“La grande guerra di Achille, autobiografia di un analfabeta”, l’ultima pubblicazione di Claudio Leoni, fa incetta di applausi, ieri la presentazione ad Anzio presso i Musei di Villa Adele e domani alla libreria Mondadori di Grosseto.
Claudio Leoni, vive a Velletri ed insegna a Lariano, ormai conosciuto ovunque, perché spesso anima siti archeologici e musei, scrive e pubblica qualche testo teatrale, riceve premi letterari, legge qualcosa a qualcuno, ma ogni giorno tocca la terra. Da questa faticosa carezza riceve insalate, uva da vino, olive, mele rosate e quando il contatto diventa più profondo, ossa e storie che laggiù aspettano qualcuno che le riporti, rispettosamente, in superficie.
“La grande guerra di Achille”, è il un libro all’insegna del ricordo, si parla della dei cento anni dalla Guerra del 15-18, che stanno lentamente trascorrendo e quindi di una guerra, come tutte le guerre, crudele e dolorosa e chi pagò il prezzo più alto fu, come al solito, la povera gente. Pastori, contadini, pescatori e braccianti che sapevano sì e no scrivere il loro nome su un foglio, parlare malamente la lingua italiana, abituati a lavorare duro dalla mattina alla sera per sfamare le proprie famiglie e pagare le tasse che tutti i governi imponevano, furono mandati al macello senza riguardi e senza grazia.
Improvvisamente, persone che non avevano mai lasciato il loro paese si ritrovarono in una regione sconosciuta a fronteggiare un esercito agguerrito e ben organizzato. Molti di questi uomini morirono, molti diventarono eroi loro malgrado, moltissimi diventarono disertori e Achille, il personaggio che ritroviamo nel libro, “La grande guerra di Achille” di Claudio Leoni è proprio il racconto autobiografico di uno di questi.

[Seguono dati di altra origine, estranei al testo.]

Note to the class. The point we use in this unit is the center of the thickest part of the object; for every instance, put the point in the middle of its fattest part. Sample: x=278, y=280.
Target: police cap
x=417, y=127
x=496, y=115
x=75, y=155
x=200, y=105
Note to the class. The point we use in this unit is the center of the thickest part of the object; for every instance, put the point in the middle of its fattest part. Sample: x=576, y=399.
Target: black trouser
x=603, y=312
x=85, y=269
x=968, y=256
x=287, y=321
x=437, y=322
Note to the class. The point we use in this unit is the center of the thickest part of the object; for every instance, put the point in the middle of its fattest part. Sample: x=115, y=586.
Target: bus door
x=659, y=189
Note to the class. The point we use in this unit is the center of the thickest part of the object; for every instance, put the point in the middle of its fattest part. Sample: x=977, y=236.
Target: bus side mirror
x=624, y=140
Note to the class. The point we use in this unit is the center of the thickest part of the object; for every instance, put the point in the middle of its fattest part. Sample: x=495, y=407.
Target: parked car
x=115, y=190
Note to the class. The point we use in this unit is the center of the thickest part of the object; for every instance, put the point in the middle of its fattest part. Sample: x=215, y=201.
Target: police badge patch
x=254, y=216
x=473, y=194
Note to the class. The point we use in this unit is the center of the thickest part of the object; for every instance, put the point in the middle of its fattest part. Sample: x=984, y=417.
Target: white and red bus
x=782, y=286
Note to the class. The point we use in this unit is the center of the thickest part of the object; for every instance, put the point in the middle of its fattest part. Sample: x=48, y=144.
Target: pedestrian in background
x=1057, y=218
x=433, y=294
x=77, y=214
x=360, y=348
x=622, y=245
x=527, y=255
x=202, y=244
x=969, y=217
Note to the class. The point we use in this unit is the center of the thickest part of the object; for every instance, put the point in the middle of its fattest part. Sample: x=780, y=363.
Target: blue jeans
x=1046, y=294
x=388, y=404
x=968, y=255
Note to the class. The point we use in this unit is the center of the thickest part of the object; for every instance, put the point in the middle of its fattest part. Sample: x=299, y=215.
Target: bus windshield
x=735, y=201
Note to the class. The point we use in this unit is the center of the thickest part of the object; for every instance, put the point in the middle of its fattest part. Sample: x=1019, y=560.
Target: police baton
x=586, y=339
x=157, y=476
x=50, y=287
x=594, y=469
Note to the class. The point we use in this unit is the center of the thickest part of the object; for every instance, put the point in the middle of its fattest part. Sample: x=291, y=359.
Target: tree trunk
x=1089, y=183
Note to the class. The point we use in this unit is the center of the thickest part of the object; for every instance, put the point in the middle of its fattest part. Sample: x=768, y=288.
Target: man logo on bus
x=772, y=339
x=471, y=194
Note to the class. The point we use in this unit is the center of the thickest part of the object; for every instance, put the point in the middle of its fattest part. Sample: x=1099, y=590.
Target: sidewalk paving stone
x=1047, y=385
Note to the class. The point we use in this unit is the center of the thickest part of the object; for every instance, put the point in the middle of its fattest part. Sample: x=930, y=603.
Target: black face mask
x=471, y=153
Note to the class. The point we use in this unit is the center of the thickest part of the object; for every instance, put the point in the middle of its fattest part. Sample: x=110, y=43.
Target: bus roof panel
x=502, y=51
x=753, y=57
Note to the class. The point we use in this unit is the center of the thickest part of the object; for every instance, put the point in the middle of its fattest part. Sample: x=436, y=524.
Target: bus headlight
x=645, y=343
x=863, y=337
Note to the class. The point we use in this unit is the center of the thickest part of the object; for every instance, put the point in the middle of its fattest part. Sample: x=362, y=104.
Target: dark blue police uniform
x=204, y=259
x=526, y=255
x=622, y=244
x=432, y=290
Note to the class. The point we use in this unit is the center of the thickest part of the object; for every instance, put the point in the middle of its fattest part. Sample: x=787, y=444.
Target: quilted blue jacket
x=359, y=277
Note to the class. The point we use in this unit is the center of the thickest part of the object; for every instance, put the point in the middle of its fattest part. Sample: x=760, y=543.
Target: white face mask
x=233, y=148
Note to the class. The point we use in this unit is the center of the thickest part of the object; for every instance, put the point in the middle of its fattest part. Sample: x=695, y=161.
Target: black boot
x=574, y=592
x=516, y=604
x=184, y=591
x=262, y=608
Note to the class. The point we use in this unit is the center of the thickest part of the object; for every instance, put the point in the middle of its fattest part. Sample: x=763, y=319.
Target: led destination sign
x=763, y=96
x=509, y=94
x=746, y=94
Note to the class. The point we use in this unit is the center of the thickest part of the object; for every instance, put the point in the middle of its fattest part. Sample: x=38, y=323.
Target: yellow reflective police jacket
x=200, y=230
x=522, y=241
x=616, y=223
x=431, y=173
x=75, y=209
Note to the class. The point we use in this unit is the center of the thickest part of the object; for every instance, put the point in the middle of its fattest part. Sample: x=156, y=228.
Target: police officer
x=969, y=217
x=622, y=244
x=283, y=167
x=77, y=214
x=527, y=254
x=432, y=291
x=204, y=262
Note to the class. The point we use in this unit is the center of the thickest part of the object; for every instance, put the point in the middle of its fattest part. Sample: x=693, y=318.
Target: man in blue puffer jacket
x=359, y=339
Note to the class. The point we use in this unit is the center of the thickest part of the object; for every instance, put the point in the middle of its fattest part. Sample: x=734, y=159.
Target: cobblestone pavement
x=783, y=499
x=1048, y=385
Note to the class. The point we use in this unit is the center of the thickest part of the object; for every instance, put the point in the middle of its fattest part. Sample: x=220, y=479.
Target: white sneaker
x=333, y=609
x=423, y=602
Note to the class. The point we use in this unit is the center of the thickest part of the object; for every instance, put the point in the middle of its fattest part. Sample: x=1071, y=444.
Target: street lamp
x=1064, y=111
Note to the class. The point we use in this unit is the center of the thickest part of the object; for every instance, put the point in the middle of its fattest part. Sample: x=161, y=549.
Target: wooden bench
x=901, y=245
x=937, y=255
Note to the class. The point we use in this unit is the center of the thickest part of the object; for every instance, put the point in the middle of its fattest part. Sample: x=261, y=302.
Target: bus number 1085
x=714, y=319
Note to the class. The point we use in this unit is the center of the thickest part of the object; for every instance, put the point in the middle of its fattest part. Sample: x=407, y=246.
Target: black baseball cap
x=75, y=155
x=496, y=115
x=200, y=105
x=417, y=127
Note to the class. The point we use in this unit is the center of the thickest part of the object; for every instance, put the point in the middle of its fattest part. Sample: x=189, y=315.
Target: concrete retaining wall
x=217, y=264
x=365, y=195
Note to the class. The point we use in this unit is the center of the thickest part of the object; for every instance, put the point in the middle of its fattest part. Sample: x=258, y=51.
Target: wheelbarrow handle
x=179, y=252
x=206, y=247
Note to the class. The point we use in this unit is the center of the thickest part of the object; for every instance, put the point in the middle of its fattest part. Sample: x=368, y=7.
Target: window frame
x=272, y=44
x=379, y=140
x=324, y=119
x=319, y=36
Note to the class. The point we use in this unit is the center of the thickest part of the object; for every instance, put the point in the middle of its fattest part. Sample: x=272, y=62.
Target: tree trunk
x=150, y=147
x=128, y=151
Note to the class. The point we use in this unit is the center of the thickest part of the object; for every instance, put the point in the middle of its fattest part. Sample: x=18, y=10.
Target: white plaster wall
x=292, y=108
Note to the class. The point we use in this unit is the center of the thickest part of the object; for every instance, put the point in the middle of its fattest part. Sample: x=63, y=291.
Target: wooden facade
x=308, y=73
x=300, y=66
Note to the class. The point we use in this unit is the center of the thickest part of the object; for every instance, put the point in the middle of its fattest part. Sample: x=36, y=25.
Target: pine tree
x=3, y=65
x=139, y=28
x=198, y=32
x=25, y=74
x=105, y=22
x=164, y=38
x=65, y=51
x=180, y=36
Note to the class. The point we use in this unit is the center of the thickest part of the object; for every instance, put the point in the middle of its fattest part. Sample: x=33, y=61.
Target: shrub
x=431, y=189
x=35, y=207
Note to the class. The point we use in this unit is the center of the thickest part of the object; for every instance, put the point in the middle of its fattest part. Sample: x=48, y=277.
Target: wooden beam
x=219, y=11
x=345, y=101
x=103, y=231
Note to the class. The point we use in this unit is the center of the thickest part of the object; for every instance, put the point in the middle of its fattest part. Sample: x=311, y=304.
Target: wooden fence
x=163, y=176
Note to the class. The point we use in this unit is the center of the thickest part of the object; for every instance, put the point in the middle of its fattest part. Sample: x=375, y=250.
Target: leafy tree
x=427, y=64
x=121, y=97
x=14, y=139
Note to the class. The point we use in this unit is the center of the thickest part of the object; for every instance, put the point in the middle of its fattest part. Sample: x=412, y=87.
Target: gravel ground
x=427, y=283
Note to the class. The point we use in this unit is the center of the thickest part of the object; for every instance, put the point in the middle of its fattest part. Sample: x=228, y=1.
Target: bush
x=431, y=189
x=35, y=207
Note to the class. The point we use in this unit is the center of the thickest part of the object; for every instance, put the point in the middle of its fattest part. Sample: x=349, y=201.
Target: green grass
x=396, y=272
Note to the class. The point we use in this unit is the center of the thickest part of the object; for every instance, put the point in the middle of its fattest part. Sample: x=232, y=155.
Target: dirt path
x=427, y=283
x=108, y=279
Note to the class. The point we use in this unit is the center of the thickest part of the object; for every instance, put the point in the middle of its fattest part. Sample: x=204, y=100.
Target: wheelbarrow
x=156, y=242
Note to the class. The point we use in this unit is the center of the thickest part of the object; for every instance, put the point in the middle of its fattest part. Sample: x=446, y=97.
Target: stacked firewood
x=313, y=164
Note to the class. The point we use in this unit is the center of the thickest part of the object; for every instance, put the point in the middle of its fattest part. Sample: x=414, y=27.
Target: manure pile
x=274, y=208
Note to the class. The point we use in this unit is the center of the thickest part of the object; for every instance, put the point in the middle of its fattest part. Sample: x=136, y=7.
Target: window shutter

“Achille ha trentaquattro anni, quattro figli, due vacche nella stalla, una vigna da curare e una moglie che ogni notte lo rende immortale come un antico dio della terra. Non può lasciare tutto questo per andare in guerra”
E invece in guerra Achille ci andrà e la narrazione lo segue passo passo, creando, come dice Daniele Serapiglia nella prefazione, “un affresco che colpisce per la sua forza visiva” e ci riporta alla vita vera di un uomo. Achille è nato e vissuto a Velletri, ma la sua grande guerra è stata esattamente uguale a quella di migliaia di poveri uomini che lottarono non per i confini sconosciuti di una patria percepita vagamente, ma più concretamente per riportare a casa la pelle. La vita era fatica, sudore. Era fatta di terra, vigne ed ulivi. Per amore di questo antico mondo Achille tornerà a casa e diventerà un disertore poiché l’esperienza della guerra è stata dura, ma anche effimera nel suo dolore dopo il ritorno a casa.